Meininger Theatertournee

 
01. Mai 1874

1866 folgte Herzog Georg II. von Sachsen-Meiningen seinem Vater auf 'dem Thron', da dieser sich im deutsch-deutschen Krieg dieses Jahres auf die falsche Seite gestellt hatte und nicht mehr weiter regieren durfte.

Herzog Georg hatte die Vorliebe seines Vaters für die Künste übernommen und verstärkte noch seinen Einfluss auf das Theater.

6000 Einwohner der Stadt Meiningen waren mit nur wenigen Vorstellungen befriedigt, so dass der Herzog nach Möglichkeiten suchen musste, die Kosten der Produktionen auf mehrere Veranstaltungen zu verteilen und ging so mit seinen 'Meiningern' auf Tournee.

Am 1. Mai 1874 hob sich zum ersten Mal der Vorhang des Friedrich-Wilhelmstädtischen, das spätere 'Deutsche Theater', für das Ensemble aus der Thüringer Provinz, für Shakespeares 'Julius Cäsar'.
Regie, ein Ensemblespiel, Massenszenen - eine der großen Stärken der 'Meininger' - sowie die den Zeitgeschmack treffende detailgetreue historisierende Ausstattung begeisterten die Berliner.

Der Durchbruch war geschafft, die Tournee wurde um zwei auf sechs Wochen verlängert. Insgesamt wurden 47 Vorstellungen gegeben. Bis 1887 folgten sieben weitere Gastspiele. Die Berliner sahen 433 Aufführungen von 31 verschiedenen Inszenierungen. Schillers "Jungfrau von Orleans" (55 Vorstellungen) und "Julius Cäsar" (52) waren beim Publikum besonders gefragt.

Berlin war das 'Tor nach Deutschland', Wien das 'Tor nach Europa'.
Auch nach der Auflösung des Deutschen Bundes blieb Wien das Zentrum des deutschsprachigen Theaters.
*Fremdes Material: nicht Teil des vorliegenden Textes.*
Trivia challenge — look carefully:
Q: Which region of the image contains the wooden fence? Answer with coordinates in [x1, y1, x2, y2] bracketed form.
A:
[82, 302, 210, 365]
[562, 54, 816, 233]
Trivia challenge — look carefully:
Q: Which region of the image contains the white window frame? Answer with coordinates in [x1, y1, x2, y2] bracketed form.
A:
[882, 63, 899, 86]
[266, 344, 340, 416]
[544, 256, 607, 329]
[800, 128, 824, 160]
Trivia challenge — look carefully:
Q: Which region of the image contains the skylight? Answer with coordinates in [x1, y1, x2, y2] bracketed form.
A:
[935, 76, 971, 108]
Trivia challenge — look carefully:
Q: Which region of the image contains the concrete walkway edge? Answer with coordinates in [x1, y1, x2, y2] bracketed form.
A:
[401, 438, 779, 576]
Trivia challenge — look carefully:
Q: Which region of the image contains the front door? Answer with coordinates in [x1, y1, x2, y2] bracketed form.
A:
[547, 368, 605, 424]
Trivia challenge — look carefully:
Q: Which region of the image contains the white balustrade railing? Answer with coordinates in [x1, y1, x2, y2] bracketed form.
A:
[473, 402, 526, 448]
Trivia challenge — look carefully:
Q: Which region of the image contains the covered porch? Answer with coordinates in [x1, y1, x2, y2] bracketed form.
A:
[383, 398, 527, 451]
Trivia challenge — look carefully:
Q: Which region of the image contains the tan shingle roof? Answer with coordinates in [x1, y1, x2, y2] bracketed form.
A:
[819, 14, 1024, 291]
Auswärtige Ensembles - noch dazu aus der deutschen Provinz - hatten beim Kaiser von Österreich kaum Möglichkeiten, zu bestehen.
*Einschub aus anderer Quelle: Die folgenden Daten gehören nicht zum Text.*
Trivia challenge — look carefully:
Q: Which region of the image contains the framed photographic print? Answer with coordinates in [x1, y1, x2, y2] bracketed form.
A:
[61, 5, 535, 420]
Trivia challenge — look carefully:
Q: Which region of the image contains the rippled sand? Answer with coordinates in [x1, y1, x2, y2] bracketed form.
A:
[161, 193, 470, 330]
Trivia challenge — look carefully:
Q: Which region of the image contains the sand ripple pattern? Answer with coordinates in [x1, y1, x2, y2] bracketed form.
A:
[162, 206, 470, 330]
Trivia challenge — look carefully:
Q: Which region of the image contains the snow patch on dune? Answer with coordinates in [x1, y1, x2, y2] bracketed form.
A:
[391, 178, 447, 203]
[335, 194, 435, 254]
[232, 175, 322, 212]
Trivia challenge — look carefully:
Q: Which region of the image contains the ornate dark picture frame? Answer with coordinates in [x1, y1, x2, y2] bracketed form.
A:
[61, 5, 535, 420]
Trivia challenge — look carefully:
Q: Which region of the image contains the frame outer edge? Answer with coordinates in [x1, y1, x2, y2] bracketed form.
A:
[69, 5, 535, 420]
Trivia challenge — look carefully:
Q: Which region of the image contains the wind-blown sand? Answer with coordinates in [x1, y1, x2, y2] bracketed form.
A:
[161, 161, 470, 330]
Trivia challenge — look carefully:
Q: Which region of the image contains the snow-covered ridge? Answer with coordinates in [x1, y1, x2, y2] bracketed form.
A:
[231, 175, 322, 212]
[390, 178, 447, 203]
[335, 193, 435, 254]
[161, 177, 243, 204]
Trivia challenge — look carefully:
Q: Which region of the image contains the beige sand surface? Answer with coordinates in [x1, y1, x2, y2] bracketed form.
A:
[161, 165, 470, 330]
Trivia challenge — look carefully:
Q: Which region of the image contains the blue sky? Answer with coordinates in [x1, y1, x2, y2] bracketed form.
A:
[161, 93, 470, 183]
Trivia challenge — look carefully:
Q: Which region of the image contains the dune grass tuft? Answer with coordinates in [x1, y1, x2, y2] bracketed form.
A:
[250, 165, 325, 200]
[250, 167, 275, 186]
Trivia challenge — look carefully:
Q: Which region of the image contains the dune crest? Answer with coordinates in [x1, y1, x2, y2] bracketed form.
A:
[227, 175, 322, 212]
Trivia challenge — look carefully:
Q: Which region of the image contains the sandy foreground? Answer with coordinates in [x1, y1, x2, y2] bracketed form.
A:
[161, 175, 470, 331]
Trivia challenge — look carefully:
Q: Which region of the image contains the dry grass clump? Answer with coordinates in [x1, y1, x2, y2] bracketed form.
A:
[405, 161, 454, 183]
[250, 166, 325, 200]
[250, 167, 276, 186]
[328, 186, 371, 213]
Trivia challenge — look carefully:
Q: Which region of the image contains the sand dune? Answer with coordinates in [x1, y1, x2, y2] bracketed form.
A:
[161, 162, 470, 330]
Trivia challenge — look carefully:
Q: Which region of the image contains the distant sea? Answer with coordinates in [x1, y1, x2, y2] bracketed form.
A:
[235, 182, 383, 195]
Die Meininger wagten dennoch den Schritt an die Donau und so wurde das Wiener Gastspiel vom 25. September bis zum 31. Oktober1875 mit 'Julius Cäsar', Schillers 'Fiesko' und Shakespeares 'Was ihr wollt' ein großer Erfolg.

Es folgte eine 16-jährige Tourneetätigkeit mit 81 Gastspielen in 38 Städten Europas mit 2591 Aufführungen, darunter in London, Wien, Stockholm, Moskau, Sankt Petersburg und Amsterdam.
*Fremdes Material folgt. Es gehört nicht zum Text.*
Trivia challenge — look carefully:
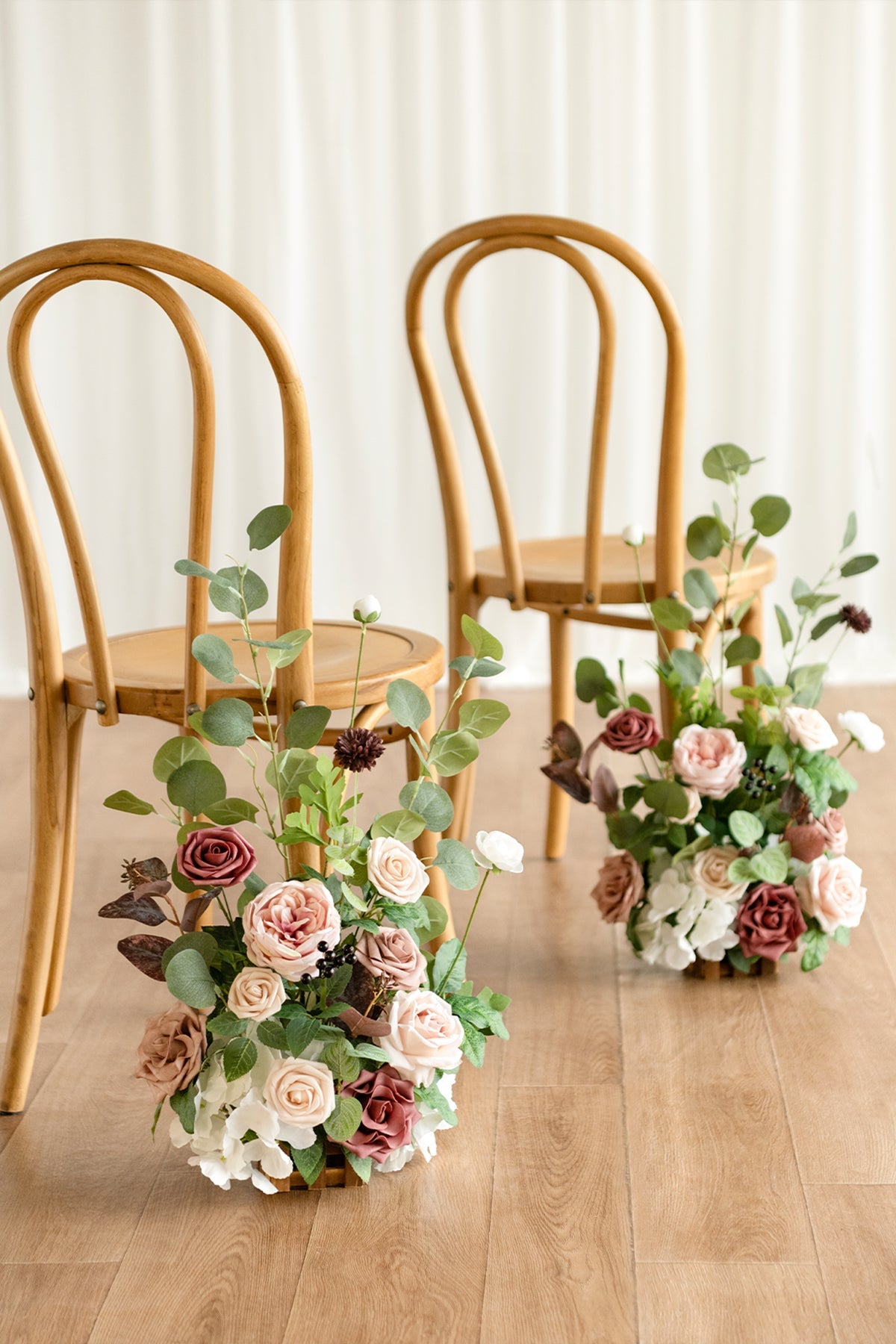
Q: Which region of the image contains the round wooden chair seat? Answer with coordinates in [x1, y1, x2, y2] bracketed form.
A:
[63, 621, 445, 723]
[474, 536, 775, 606]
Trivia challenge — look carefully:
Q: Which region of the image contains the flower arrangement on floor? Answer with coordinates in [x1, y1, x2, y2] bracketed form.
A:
[543, 445, 884, 973]
[99, 505, 523, 1193]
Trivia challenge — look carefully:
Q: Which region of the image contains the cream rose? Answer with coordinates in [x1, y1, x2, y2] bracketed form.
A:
[691, 844, 750, 903]
[264, 1059, 336, 1129]
[227, 966, 286, 1021]
[378, 989, 464, 1087]
[672, 723, 747, 798]
[794, 855, 866, 933]
[367, 836, 430, 906]
[780, 704, 837, 751]
[243, 880, 341, 980]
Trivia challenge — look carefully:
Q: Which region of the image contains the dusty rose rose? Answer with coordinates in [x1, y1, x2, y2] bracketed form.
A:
[598, 709, 659, 756]
[177, 827, 258, 887]
[691, 844, 748, 904]
[243, 879, 341, 980]
[134, 1000, 207, 1102]
[818, 808, 849, 859]
[343, 1065, 420, 1163]
[355, 924, 426, 989]
[262, 1059, 336, 1129]
[591, 850, 644, 924]
[672, 723, 747, 798]
[378, 989, 464, 1087]
[794, 855, 866, 933]
[367, 836, 430, 906]
[735, 882, 806, 961]
[227, 966, 286, 1021]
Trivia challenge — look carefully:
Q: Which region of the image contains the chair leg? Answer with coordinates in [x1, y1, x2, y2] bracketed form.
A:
[43, 709, 87, 1018]
[405, 688, 454, 951]
[544, 615, 575, 859]
[0, 685, 69, 1114]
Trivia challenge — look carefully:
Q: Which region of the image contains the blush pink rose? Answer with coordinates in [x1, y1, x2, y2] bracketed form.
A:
[243, 879, 341, 980]
[177, 827, 258, 887]
[591, 850, 644, 924]
[794, 855, 868, 933]
[672, 723, 747, 798]
[343, 1065, 420, 1163]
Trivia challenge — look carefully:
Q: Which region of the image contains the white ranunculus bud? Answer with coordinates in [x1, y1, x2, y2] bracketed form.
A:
[476, 830, 523, 872]
[352, 593, 382, 625]
[837, 709, 886, 751]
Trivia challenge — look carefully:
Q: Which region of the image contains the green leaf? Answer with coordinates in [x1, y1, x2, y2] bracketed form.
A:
[324, 1097, 364, 1144]
[432, 836, 479, 891]
[726, 635, 762, 668]
[398, 780, 454, 830]
[222, 1036, 258, 1083]
[165, 948, 215, 1008]
[102, 789, 156, 817]
[750, 494, 790, 536]
[429, 729, 479, 778]
[458, 700, 511, 738]
[650, 597, 692, 630]
[703, 444, 750, 484]
[152, 736, 211, 783]
[685, 568, 719, 612]
[839, 555, 877, 579]
[286, 704, 332, 750]
[728, 812, 765, 850]
[385, 677, 432, 729]
[686, 514, 726, 561]
[461, 615, 504, 662]
[167, 763, 227, 817]
[190, 635, 237, 685]
[246, 504, 293, 551]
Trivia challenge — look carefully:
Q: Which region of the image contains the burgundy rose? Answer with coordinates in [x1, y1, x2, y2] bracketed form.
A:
[735, 882, 806, 961]
[177, 827, 258, 887]
[343, 1065, 420, 1163]
[598, 709, 659, 756]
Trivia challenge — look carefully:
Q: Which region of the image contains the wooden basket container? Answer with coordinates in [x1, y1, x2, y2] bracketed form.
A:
[270, 1139, 364, 1189]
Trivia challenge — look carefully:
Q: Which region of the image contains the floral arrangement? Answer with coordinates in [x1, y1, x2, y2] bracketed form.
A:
[543, 444, 884, 973]
[99, 505, 523, 1193]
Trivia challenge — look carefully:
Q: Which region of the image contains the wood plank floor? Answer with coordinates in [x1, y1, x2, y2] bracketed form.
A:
[0, 688, 896, 1344]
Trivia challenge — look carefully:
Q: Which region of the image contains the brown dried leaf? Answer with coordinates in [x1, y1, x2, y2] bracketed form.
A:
[118, 933, 172, 980]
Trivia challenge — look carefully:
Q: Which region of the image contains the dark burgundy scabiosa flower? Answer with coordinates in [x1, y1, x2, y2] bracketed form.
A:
[333, 729, 385, 774]
[837, 602, 871, 635]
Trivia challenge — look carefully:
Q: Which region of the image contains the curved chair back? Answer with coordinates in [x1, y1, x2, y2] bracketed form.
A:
[0, 238, 314, 726]
[405, 215, 685, 609]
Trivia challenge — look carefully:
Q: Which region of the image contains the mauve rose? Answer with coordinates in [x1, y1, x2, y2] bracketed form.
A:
[591, 850, 644, 924]
[735, 882, 806, 961]
[598, 709, 659, 756]
[243, 879, 341, 980]
[355, 924, 426, 989]
[672, 723, 747, 798]
[134, 1000, 207, 1102]
[343, 1065, 420, 1163]
[177, 827, 258, 887]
Entscheidend für die Erfolge, die auf der Arbeit vor Ort vor dem ersten Gastspiel von 1874 beruhten, war die konsequente Verfolgung selbstauferlegter Regelungen.

 

 

Die Meininger Prinzipien

  1. Die Ideale der Kunst sind bei Theateraufführungen historisch korrekt und so detailreich wie möglich darzustellen.
  2. Die Theaterkunst soll zur Entwicklung des Wertebewusstseins beitragen, auf eine stetige Kultivierung des Menschen zielen und nicht vordergründig kommerziellen Interessen dienen.
  3. Als reproduzierende Kultureinrichtung vollendet das Theater die schöpferische Arbeit des Dramatikers. Diesem hat der Darsteller zu dienen und das Virtuosentum ist zu unterdrücken.
  4. Nur die dichterischen Urtexte sind maßgebend für die Arbeit der Regisseure, Dramaturgen und Bühnenbildner. Der Charakter des Stückes darf nicht verwischt werden.
     
  5. Zeitgemäßes Theater ist Regietheater, in dem der Regisseur die Hauptverantwortung für die Aufführung trägt. Er fasst das Literarische, Akustische und Visuelle zu einem Gesamtkunstwerk zusammen.
     
  6. Alle am Theater beteiligten Künste werden bei den Aufführungen durch einen einheitlichen Stil zusammengeführt. Dieser Stil wird optisch durch die Ausstattung wie Bühnenbild, Kostüme, Requisiten und Interieur augenfällig gemacht.
     
  7. Ambitioniertes Theater basiert nicht auf der Leistung eines Stars, sondern auf der des Ensembles. Rollenmonopole sind abzulehnen, die Darsteller sollen universell einsetzbar sein, auch für Statistenrollen.
     
  8. Einer Premiere geht eine intensive Probenphase voraus, die so lange dauert, bis der sachlich wirkungsvollste Ausdruck eines Stückes erreicht ist. Rollentraining des Schauspielers und Ensembleproben bilden hier die Grundlage.
     
  9. Massenszenen sollen ebenso individuell gestaltet und präzise einstudiert werden wie Szenen mit einzelnen Darstellern. Die Statisten sind in Gruppen aufzuteilen, die von erfahrenen Schauspielern geführt werden.
     
  10. Beim Bühnenbild sind Symmetrie, Parallelität und zentrale Perspektiven zu vermeiden. Mit der „Meininger Kontrasttechnik“ wird eine umschlagende Stimmungslage sichtbar gemacht, das „Meininger Zimmer“ sind praktikabel eingerichtete Räume, und das „Meininger Braun“ mit seiner warmen erdigen Tönung eignet sich besonders für Bühnenbilder. Blasse Farben bei Dekorationen und Kostüme sollen nur sehr dezent eingesetzt werden.
     
  11. Die Theaterfinanzierung ist die Pflicht der Gesellschaft, künstlerischer und finanzieller Erfolg sind ebenbürtig zu erreichen.
     
  12. Das große Ideal der Theaterkunst verlangt nach Würde und Festlichkeit und schließt einen missionarischen Aspekt ein.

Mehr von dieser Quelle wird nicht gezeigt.